The circular underlines the benefits of protection for State employed doctors, as it would be extremely expensive for a State employee to argue against such an onslaught. If the caveats leading to forfeiting cover have not been breached, members would be entitled to request Medical Protection assistance in seeking to rebut any inappropriate attempts by the State to recoup their expenditure.
So, with the exception of the caveats above, the State is responsible for defending and making any relevant payments with respect to claims in negligence; in legal parlance the State is vicariously liable for the acts or omissions, with the exception of the caveats, of its employees. Hopefully none of the caveats would apply to a doctor employed by the State.
As the State indemnifies their employees, Medical Protection subscriptions for State doctors are considerably lower than those of their colleagues in private practice. There do however remain other important reasons for State employees to be Medical Protection members as we can offer wide ranging non-claims assistance including: The significant risk of cases or complaints lodged against you at the HPCSA. These can be extremely traumatic, drag on for long periods of time and can very quickly become ruinously expensive – which is something that most state doctors don’t begin to realise. The average time between receiving that dreaded letter from the HPCSA and conclusion of the case can be anything between 2 and 4 years of your life.
Criminal proceedings arising from work done during your clinical practice (as evidenced by the case in which a respected colleague is currently serving a prison sentence for culpable homicide). It is highly unlikely that the State will defend their employees under such circumstances.
Disciplinary procedures launched by your state employers related to their clinical performance treatment and behaviour. State doctors who are members of Medical Protection are eligible to request assistance as well as representation at hearings such instances
We all are aware of the need to offer Good Samaritan acts at an accident scene, however the State does not assist should your intervention go awry, and you are reported to HPCSA or receive a complaint or claim. State doctors who are Medical Protection members may also request assistance in both claims and complaints resulting from GSA, worldwide.
Should a State doctor who is a member of Medical Protection become involved in and have to attend an inquest, they may request assistance in their preparation and representation, as the state does not offer this. Additionally, the primary responsibility of the State Attorney is to defend the State while a Medical Protection appointed lawyer’s is that of the member.

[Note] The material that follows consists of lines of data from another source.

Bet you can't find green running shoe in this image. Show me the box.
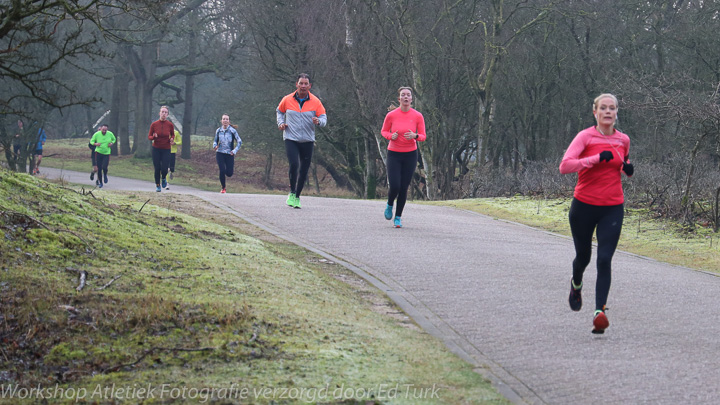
[385,204,392,221]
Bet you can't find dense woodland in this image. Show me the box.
[0,0,720,227]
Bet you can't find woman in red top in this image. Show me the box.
[381,87,426,228]
[560,94,634,333]
[148,106,175,193]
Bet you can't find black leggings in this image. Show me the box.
[215,152,235,188]
[570,198,625,310]
[387,149,417,217]
[93,152,110,176]
[285,139,315,197]
[153,147,170,186]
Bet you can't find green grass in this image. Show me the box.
[430,197,720,273]
[0,171,506,404]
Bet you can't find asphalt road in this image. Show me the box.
[42,168,720,404]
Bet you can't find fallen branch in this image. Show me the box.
[0,211,50,230]
[103,347,215,374]
[138,198,150,212]
[76,270,87,291]
[95,274,122,291]
[150,274,198,280]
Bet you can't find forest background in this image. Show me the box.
[0,0,720,232]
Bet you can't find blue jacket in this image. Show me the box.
[213,125,242,155]
[35,128,47,149]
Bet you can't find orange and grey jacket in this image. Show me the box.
[277,93,327,142]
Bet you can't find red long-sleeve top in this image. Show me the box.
[148,120,175,149]
[380,108,427,152]
[560,126,630,206]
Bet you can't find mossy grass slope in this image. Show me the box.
[0,171,505,404]
[431,196,720,273]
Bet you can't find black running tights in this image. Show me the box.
[152,147,170,186]
[215,152,235,188]
[570,199,624,310]
[93,152,110,176]
[285,139,315,197]
[387,149,417,217]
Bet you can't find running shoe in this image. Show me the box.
[568,278,582,312]
[593,306,610,334]
[385,204,392,221]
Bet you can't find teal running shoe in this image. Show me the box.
[385,204,392,221]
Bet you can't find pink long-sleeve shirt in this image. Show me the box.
[380,108,427,152]
[560,126,630,206]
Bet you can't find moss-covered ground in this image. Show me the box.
[0,171,505,404]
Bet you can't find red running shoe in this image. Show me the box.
[593,307,610,334]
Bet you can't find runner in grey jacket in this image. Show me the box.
[276,73,327,208]
[213,114,242,194]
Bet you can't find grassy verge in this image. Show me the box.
[431,197,720,273]
[41,136,351,197]
[0,171,505,404]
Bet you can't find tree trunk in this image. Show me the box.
[263,152,272,190]
[180,12,198,159]
[127,44,158,158]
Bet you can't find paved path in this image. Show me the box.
[43,168,720,404]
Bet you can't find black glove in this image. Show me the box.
[623,162,635,176]
[600,150,614,162]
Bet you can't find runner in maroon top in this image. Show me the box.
[148,106,175,192]
[560,94,634,333]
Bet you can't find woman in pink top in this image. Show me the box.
[560,94,634,333]
[381,87,425,228]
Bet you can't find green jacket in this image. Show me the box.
[90,131,116,155]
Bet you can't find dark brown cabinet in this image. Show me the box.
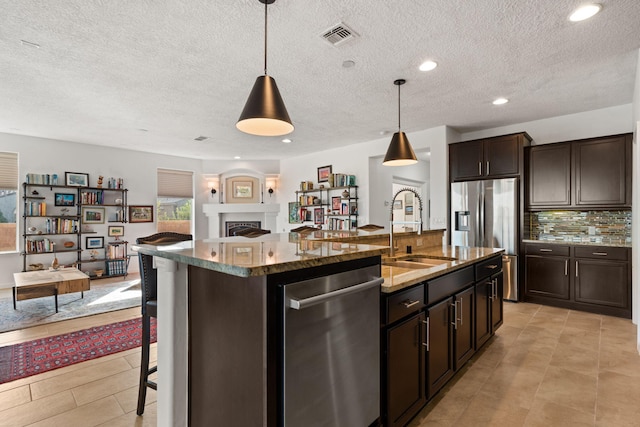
[526,134,631,209]
[386,313,427,426]
[453,286,475,370]
[525,243,631,318]
[449,133,531,181]
[427,299,454,397]
[528,144,571,208]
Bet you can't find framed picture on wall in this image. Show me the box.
[318,165,331,182]
[129,205,153,222]
[64,172,89,187]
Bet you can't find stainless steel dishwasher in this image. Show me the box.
[283,266,383,427]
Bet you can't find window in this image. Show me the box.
[156,169,193,234]
[0,151,18,252]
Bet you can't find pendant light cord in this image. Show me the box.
[398,85,402,131]
[264,1,267,76]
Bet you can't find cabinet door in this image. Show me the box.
[574,259,631,309]
[454,286,475,370]
[527,144,571,207]
[572,135,631,206]
[476,278,493,350]
[449,141,484,181]
[427,299,453,398]
[483,135,520,178]
[491,272,504,334]
[525,255,570,300]
[387,313,427,426]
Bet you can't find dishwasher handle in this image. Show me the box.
[287,277,384,310]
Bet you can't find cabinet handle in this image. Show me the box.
[401,299,420,308]
[422,317,429,351]
[451,301,458,330]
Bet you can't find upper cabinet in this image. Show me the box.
[449,132,531,182]
[527,134,632,209]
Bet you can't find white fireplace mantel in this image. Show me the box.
[202,203,280,239]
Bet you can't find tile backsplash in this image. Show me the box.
[528,211,631,243]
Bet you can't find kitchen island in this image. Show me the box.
[135,232,502,426]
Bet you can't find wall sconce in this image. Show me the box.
[265,175,278,197]
[207,181,218,197]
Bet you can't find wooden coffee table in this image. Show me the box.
[13,267,91,313]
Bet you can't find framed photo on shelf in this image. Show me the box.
[289,202,302,224]
[331,196,342,211]
[64,172,89,187]
[108,225,124,238]
[82,206,104,224]
[313,208,324,224]
[54,193,76,206]
[85,236,104,249]
[129,205,153,222]
[318,165,331,182]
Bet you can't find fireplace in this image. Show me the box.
[224,221,262,236]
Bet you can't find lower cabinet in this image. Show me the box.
[383,313,427,426]
[525,243,631,318]
[381,257,503,427]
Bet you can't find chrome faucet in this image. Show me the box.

In this media frenzied society, State doctors holding Medical Protection membership are entitled to request assistance and advice on the handling of unwanted media attention.
State doctors who are Medical Protection members also enjoy:
• All the benefits of the MPS Risk Prevention Services’ workshops, online learning and webinars
• Access to free medicolegal advice, as well as a 24hr emergency advice line as well as
• A confidential 24/7 counselling service.
Medical Protection remains at the forefront of assisting both state and private doctors, dentists and allied healthcare professionals, and will keep you all informed of changes to the Treasury regulations should they occur.